Serverless Deep Learning: Challenges and Benefits

Rustem Feyzkhanov

Rustem Feyzkhanov is a machine learning engineer at Instrumental. Rustem, along with the rest of the Instrumental ML team, create analytical models for manufacturing defect detection. Rustem’s particular passion about serverless infrastructure (and AI deployments on it) often leads him to contribute to notable conferences – the content below is a sneak peak of his most recent speaking engagement at the 7th Annual Global Big Data Conference.

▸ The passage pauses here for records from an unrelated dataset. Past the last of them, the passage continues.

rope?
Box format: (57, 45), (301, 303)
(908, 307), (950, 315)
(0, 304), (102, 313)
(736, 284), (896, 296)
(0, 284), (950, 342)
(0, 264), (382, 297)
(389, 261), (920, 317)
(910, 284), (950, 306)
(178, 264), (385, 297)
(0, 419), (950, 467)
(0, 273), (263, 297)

Deep learning and machine learning have become more and more essential for many businesses, for both internal and external use. This is especially true for companies processing raw data and hoping to extract useful knowledge and actionable insights. Many are looking to adopt a serverless approach for its benefits, but implementation has challenges.

Two main challenges arise when organizing deep learning applications in the cloud: training of the deep learning model and inference (prediction) of the model at scale. The root of these challenges for deployment of deep learning applications is the maintenance of the GPU cluster. GPU clusters are usually pretty expensive and are hard to dynamically scale.

A serverless approach for deep learning training involves using fully dynamic clusters for training the models. Services like AWS Batch allow you to start a GPU cluster dynamically with as much as one VM per job. This is useful if you want to train multiple models on different sets of hyperparameters. After the job is finished, the VM will either process next or will be terminated. This sequence is key so you don’t have to pay for idle instances. Additionally, AWS Batch allows you to use spot instances, which means you can reduce your training costs by almost three times.

While training is usually a long running task that utilizes a lot of data, inference, on the other hand, is a very short task which doesn’t use a lot of data. Due to those differences, using a dynamic GPU cluster may be hard as it won’t be able to scale according to the load. The serverless approach, in this case, is to provide a simple, scalable and reliable architecture. Although single inference on the CPU takes more time than on the GPU, large batches can be processed much faster and serverless processing can scale almost instantly since everything is run independently in parallel.

An added benefit is that you don’t have to pay for unused server time. Serverless architectures have a pay-as-you-go model and it allows a business to get more processing power for the same price. Also there is no penalty for horizontal scaling when using the serverless approach, so it allows to scale to the business case limit, not the implementation limit. Additionally, it allows you to process peak loads very quickly.

The last benefit to keep in mind for the serverless approach are easy integrations between your model and other parts of AWS infrastructure. You can use your model with API Gateway to make a deep learning RESTful API, with SQS to make a deep learning pipeline and with Step Functions to make a deep learning workflow. Overall, the use of workflows and pipelines make organization easier and more complex training and inference possible – which is usually required by real business problems like A/B model testing, model updates, and frequent model retraining.

Hopefully, with these approaches for training and inference, your team can overcome the challenges of implementing serverless deep learning and start reaping the benefits.